Question

Remove duplicate reads before variant calling?

1

Entering edit mode

5.5 years ago

O.rka ▴ 750

I have a very large fastq file that I want to do variant calling on. Would it make sense to remove duplicate reads before mapping using bowtie2? After this I was going to use freebayes.

What effect will removing duplicate reads have on my resulting variant file compared to keeping all of the reads?

Will I have lower confidence variant calls?

snp • 2.7k views

ADD COMMENT • link updated 5.5 years ago by i.sudbery 21k • written 5.5 years ago by O.rka ▴ 750

2

Entering edit mode

define "very large fastq file". IMO it's not a good idea to remove duplicate reads before alignment.
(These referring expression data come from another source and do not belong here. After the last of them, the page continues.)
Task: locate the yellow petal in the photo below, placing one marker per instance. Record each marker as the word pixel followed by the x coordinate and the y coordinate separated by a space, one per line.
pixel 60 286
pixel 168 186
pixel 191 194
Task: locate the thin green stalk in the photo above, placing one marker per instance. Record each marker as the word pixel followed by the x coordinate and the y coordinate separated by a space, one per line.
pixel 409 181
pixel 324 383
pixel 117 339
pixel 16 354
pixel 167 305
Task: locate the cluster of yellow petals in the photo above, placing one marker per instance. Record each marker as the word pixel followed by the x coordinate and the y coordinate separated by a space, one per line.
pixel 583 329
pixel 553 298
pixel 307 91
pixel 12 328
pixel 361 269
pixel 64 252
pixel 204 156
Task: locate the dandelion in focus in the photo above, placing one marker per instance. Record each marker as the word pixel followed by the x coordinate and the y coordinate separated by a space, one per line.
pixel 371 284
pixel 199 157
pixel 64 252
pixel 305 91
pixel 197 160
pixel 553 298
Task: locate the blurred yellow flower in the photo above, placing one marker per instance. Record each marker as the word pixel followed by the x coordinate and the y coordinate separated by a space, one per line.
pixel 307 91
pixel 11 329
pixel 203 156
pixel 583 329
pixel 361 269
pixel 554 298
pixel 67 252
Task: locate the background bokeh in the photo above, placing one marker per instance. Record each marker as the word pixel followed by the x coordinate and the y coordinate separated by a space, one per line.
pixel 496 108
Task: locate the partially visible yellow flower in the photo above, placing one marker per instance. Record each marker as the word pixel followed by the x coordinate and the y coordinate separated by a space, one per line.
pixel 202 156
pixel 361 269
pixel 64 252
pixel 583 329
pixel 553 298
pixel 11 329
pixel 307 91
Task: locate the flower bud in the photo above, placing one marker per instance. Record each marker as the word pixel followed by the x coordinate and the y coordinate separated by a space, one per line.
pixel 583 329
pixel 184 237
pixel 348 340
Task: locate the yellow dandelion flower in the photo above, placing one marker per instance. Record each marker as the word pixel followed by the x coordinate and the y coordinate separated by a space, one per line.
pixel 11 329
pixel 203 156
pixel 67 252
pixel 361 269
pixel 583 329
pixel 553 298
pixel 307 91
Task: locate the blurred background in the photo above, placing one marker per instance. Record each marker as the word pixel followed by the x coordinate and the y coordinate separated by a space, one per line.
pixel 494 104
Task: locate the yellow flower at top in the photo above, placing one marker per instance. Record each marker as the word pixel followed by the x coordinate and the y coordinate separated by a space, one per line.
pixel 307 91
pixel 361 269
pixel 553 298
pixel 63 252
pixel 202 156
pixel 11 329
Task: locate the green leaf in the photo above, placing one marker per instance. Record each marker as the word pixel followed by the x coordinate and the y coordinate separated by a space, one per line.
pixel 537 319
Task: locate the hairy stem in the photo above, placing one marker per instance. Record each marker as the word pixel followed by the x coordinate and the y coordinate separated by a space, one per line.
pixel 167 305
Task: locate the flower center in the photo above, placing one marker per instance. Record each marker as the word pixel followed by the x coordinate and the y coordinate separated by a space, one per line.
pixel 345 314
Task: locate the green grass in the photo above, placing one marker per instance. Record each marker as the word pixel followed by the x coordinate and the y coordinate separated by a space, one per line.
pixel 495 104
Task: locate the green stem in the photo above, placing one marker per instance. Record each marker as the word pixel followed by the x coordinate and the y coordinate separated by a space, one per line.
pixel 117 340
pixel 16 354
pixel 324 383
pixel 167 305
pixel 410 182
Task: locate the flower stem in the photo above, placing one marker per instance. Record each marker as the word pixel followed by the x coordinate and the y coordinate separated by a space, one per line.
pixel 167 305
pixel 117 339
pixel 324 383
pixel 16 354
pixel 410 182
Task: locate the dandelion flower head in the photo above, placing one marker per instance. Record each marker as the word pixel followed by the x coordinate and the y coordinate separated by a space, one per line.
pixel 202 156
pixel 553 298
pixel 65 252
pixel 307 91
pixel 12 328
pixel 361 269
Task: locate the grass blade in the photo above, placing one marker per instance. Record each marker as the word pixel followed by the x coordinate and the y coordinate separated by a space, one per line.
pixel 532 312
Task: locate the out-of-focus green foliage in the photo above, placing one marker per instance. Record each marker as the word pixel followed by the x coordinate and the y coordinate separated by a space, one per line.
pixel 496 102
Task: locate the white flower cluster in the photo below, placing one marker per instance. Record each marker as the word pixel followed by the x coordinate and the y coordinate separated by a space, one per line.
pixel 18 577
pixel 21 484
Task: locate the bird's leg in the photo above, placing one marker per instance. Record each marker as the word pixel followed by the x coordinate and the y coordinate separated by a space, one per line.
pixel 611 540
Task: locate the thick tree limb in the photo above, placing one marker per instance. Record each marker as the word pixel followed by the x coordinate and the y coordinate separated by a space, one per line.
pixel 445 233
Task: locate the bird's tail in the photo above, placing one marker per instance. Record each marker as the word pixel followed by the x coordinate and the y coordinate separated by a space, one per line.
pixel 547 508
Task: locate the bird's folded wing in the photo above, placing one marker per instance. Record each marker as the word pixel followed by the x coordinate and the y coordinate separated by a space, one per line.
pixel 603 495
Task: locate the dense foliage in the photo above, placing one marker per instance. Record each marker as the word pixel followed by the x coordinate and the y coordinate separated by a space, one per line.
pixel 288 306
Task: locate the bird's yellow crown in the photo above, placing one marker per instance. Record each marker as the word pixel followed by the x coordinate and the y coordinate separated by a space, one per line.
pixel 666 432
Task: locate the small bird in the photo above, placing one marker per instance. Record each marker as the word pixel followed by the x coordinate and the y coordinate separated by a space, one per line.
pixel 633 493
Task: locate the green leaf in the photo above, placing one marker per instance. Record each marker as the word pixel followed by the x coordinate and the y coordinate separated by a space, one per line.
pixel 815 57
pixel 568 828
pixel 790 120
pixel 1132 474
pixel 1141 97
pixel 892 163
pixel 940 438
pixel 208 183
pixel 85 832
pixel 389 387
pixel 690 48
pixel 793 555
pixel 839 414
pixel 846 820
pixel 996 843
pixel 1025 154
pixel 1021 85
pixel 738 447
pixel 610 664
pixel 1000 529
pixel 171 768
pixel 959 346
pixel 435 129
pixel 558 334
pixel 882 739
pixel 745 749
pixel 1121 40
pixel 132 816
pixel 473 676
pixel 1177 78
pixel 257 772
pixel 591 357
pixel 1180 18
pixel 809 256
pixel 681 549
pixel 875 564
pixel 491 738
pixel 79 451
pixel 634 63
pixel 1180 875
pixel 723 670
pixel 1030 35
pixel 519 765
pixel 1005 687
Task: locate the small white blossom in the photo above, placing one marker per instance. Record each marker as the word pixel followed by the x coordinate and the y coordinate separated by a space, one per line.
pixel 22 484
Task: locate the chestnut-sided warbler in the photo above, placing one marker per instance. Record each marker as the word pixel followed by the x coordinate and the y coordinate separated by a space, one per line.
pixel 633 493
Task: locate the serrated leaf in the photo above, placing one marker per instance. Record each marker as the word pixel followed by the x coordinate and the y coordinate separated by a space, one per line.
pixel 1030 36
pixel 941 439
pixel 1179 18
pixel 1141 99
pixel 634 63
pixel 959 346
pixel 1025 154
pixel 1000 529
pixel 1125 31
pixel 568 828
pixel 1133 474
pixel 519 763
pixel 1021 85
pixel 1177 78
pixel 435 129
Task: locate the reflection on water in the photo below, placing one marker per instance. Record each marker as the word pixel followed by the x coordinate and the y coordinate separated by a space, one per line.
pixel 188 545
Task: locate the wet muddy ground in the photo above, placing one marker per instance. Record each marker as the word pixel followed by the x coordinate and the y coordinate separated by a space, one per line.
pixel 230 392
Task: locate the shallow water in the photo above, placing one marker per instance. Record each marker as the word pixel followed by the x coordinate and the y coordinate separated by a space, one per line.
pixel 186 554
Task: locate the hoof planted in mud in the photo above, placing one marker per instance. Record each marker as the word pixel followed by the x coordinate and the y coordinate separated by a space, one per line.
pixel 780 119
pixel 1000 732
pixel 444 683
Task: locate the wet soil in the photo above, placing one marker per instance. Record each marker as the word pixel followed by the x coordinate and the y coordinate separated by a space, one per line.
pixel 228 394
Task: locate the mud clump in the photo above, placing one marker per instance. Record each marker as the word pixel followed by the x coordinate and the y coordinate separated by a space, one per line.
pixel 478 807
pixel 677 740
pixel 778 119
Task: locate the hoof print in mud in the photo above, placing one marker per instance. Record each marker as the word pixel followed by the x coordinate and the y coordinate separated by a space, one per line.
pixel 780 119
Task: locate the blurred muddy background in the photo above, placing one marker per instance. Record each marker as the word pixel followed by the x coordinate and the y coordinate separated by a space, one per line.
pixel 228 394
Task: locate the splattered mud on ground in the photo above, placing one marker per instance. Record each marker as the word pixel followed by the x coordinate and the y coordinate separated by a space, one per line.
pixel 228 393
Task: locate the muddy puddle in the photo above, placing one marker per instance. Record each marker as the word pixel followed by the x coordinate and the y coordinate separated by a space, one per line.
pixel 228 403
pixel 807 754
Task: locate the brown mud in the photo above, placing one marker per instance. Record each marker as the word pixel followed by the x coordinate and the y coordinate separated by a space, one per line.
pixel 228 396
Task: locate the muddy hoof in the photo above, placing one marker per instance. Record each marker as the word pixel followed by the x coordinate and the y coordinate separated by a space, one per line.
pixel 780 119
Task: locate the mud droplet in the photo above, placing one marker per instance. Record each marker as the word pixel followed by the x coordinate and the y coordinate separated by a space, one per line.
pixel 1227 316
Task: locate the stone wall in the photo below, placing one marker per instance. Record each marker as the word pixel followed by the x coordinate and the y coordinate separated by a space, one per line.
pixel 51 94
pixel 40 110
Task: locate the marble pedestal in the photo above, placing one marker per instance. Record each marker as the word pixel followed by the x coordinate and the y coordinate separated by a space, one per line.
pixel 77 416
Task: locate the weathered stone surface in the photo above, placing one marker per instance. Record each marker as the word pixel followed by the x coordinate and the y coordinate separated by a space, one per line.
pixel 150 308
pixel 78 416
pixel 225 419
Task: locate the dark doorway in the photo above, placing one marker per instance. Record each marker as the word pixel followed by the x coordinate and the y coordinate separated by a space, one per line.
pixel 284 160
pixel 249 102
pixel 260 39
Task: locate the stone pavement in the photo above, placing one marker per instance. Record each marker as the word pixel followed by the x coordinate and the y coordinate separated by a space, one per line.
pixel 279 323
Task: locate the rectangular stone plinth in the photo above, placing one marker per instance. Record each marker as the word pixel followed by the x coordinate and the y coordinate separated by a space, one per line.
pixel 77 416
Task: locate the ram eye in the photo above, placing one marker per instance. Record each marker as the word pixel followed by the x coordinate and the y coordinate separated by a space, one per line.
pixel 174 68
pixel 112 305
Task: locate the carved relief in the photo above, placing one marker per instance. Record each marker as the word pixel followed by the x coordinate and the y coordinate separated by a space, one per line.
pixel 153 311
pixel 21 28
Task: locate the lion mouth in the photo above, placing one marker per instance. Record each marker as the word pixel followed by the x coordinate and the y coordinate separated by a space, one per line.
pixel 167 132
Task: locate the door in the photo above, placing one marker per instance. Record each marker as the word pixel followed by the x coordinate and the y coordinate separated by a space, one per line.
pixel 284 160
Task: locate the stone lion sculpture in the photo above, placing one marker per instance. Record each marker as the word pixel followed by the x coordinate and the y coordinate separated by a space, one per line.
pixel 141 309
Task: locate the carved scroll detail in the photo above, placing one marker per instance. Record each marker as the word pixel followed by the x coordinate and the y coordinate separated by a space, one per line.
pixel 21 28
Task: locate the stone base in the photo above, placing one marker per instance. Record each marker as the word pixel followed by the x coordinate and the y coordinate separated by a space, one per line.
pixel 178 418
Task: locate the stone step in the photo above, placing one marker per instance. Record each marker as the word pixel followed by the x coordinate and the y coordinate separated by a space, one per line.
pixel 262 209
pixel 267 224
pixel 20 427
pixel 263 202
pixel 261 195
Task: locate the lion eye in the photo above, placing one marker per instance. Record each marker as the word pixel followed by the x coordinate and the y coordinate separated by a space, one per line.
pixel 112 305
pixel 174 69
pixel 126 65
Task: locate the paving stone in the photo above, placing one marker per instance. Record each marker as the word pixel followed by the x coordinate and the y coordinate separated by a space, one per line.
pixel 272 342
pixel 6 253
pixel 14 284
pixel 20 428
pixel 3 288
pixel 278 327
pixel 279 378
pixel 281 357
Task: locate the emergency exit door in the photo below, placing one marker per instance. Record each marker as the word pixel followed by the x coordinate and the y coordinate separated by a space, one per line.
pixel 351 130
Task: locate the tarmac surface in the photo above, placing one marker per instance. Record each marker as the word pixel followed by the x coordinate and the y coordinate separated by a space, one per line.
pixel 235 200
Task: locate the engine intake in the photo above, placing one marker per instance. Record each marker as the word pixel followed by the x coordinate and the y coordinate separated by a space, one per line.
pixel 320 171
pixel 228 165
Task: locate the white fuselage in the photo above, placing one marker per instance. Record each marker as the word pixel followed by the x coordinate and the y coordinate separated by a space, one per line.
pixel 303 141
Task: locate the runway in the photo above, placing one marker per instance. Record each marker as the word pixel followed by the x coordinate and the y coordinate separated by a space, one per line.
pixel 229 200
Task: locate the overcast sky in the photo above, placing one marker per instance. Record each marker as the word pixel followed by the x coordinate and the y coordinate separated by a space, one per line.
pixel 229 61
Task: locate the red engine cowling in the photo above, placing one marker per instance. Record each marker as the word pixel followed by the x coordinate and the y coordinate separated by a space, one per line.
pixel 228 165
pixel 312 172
You should mark duplicate reads (e.g. using picard markduplicates) on the aligned file (bam) and then call variants with the "markduplicated" bam file.

ADD REPLY • link 5.5 years ago by Nicolas Rosewick 11k

score 2 · Answer 1 · 2020-01-16

Removing duplicates before alignment (using something like tally) will save you time on the mapping, and shouldn't affect the results, but you will still have to remove duplicates after alignment using Picard MarkDuplicates because two reads can be PCR duplicates without having exactly the same sequence.

TO be honest, unless your fastq is VERY big, alignment is rarely the most time consuming part of varient calling, and it might make sense to alignment everything and the MarkDuplicates, since you have to do this anyway.